Melodia – A pessoa, inclusive, me pediu desculpa. Não quero comentar o nome. Comentei tantas vezes, ele já deve estar arrasado, já está tão envergonhado ultimamente… [risos]
Sampaio – Trinta anos de vergonha.
Melodia – Vou poupá-lo, vou poupá-lo! A última vez em que nos encontramos foi com a Cássia Eller, quando estávamos fazendo o Casa de samba. Esse jornalista se encontrava lá. [ri] Ele veio, “Pô, você me desculpe, naquele começo de sua carreira e tal…”
Tacioli – Começa com “S”?
Melodia – Hein?!
Tacioli – Começa com “S”? [risos]
Melodia – Não, começa com “R”. [risos] Não é só um, não. Tem outros.

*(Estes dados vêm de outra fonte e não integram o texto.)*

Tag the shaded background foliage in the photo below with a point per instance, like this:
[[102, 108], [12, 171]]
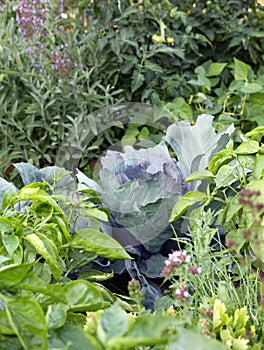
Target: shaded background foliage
[[116, 51]]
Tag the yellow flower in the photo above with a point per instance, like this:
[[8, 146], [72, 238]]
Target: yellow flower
[[157, 38], [170, 40]]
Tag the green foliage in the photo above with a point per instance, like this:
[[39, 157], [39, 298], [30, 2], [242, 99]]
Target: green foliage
[[41, 306], [162, 53]]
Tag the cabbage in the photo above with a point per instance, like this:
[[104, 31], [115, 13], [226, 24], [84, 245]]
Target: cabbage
[[140, 188]]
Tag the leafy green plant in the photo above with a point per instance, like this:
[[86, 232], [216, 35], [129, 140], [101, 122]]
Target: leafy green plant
[[39, 247]]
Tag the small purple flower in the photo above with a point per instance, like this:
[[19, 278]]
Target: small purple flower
[[195, 270], [182, 293], [31, 17]]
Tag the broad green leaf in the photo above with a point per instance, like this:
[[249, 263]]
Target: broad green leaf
[[11, 275], [247, 161], [257, 185], [137, 80], [248, 147], [5, 327], [8, 194], [196, 145], [10, 343], [99, 243], [224, 176], [70, 338], [200, 175], [113, 323], [257, 99], [83, 296], [251, 88], [56, 315], [48, 250], [184, 203], [33, 193], [215, 69], [27, 319], [95, 213], [95, 275], [233, 207], [147, 330], [259, 166], [221, 158], [241, 70], [8, 223], [257, 131], [11, 243], [153, 66], [33, 283], [180, 107], [4, 187], [188, 339]]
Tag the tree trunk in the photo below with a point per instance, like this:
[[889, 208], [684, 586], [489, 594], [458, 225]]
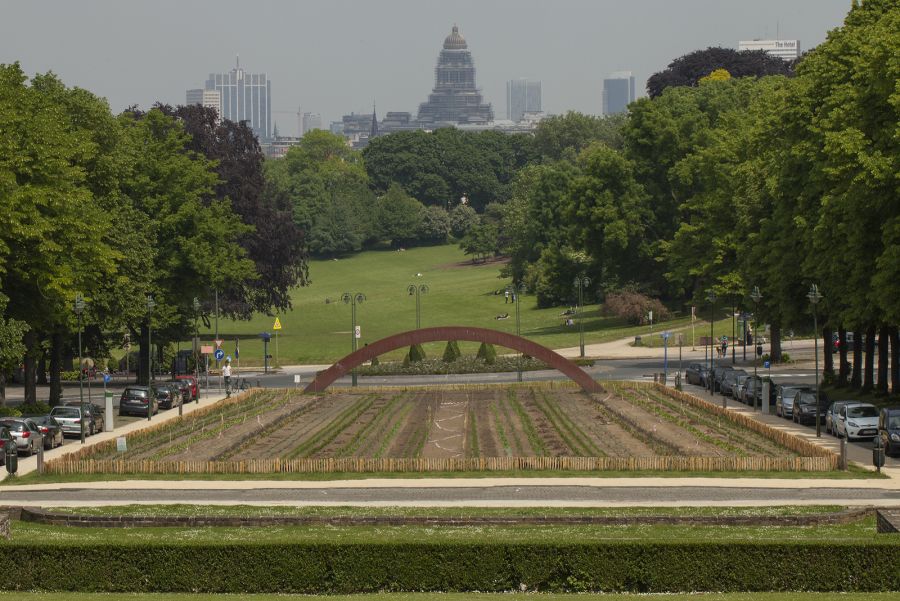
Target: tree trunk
[[56, 343], [143, 367], [42, 368], [844, 366], [774, 342], [856, 377], [869, 377], [883, 369], [895, 359], [31, 343]]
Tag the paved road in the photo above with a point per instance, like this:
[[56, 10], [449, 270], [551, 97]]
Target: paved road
[[669, 494]]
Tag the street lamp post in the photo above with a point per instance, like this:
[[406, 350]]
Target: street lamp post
[[756, 296], [79, 310], [418, 291], [581, 282], [150, 304], [517, 291], [197, 346], [353, 299], [711, 297], [814, 298]]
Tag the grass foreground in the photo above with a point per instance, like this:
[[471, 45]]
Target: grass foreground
[[318, 328], [18, 596]]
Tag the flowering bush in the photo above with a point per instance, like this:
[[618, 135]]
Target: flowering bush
[[633, 307]]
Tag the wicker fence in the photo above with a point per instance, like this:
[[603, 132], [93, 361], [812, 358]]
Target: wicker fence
[[812, 458], [802, 447], [410, 465]]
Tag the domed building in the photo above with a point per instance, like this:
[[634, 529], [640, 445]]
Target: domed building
[[455, 99]]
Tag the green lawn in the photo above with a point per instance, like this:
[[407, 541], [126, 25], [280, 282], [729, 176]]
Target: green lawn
[[455, 597], [860, 530], [455, 512], [460, 293]]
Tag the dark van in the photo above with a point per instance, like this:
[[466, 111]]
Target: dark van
[[889, 430]]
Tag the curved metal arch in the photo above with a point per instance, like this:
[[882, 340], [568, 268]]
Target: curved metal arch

Max Eluard – E tinha essa vigilância…
Melodia – Esse que você falou começa com “S”. [risos] Não, com “C”! É Sérgio! Vou acabar falando! [risos]
Max Eluard – Como surgiu essa liberdade em seu trabalho? Foi uma coisa consciente, de você falar “Não quero fazer só samba. Fui criado no morro, vivo no morro, mas quero outras coisas!”. Como que foi isso?
Melodia – Olha só, a comunicação era o rádio. Televisão, só quem tinha grana, só quem tinha bala. No morro, apenas um ou dois tinham televisão. Lembro-me de Seu Danilo, que era um senhor, não sei se capitão, militar, ou senão o Seu Paulo Pé, que era um detetive. Esses eram os caras que, vira e volta, faziam as festas lá no morro. Eram os caras que tinham a grana, porque o resto… Mas, geralmente, militares. O que você me perguntou mesmo?
Max Eluard – Como surgiu essa liberdade para não ficar preso somente ao samba? Como você construiu essa liberdade para compor, para fazer a sua música?
Melodia – Pois é, eu queria ligar uma coisa a outra e… Enfim, eu ouvia muita rádio, todo mundo ouvia rádio pra caramba…
Almeida – Você estava falando que o rádio era o veículo.
Melodia – Foi isso, né? O rádio era o meio de comunicação. Só que quem tinha televisão eram essas pessoas, militares. Não era todo mundo que tinha essa liberdade, não. Então, como eu ouvia muito rádio, isso fez com que se ampliasse o meu lance musical, até porque eu ouvia de tudo. Não tinha televisão. O rádio era o único jeito. Ou senão, aos domingos, quando tinham uns grupos que se encontravam todo final de semana e faziam boleros. Na época, o bolero estava no auge, assim como música italiana. 60, 70, porra, era demais, era impressionante! Então, tinha uma rapaziada que gostava. Toda essa coisa da informação geral, velho. E com o rádio eu ouvia Jackson do Pandeiro, um programa chamado Hora sertaneja, tinha Jovem Guarda, Hoje é dia de rock, que era com o Jair de Taumaturgo [n.e. Programa veiculado na Rádio Mayrink Veiga carioca]. Uma série de programas. Esse Hoje é dia de rock era voltado para a música americana.
Max Eluard – E você não tinha bronca de música americana, que a esquerda e a vigilância repudiavam?
Melodia – A gente vivia pela música, velho. Acho que não dávamos essa importância, porque era tudo novidade, todo mundo aprendendo o primeiro, o terceiro acorde, ré maior.
Max Eluard – Então, pelo fato de não existir uma vigilância ideológica ali, aceitava-se muito mais…
Melodia – Mas havia censura.
Max Eluard – Mas não uma vigilância ideológica da oposição, da esquerda.
Melodia – Não, não, não. Mas tinha, de uma certa forma…
Max Eluard – Tinha quando você desceu o morro, quando o jornalista lhe cobrou sambas.
Melodia – Nada, velho! Não, não! Existia uma repressão no morro, compadre, de policiais. Os caras subiam o morro e era uma repressão fudida. Pra mim, era a mesma coisa de censura. Você não podia estar com um violão na rua. Quando os caras chegavam era pé na porta, uma coisa desse tipo. Embora tivéssemos até uma tranquilidade diferente de hoje, mas havia uma certa pressão, porque a Ditadura estava foda! Quero dizer, a gente nem descia o morro. Não podia nem descer! Agora é que descem. Nego brinca, tira onda e rende. Agora, fudeu! Abriram mão, fudeu! Mas existia também uma repressão, não sei se era mais leve, porque a gente ficava ali, preso naquele espaço e o couro comendo lá embaixo, o couro comendo no Brasil em geral.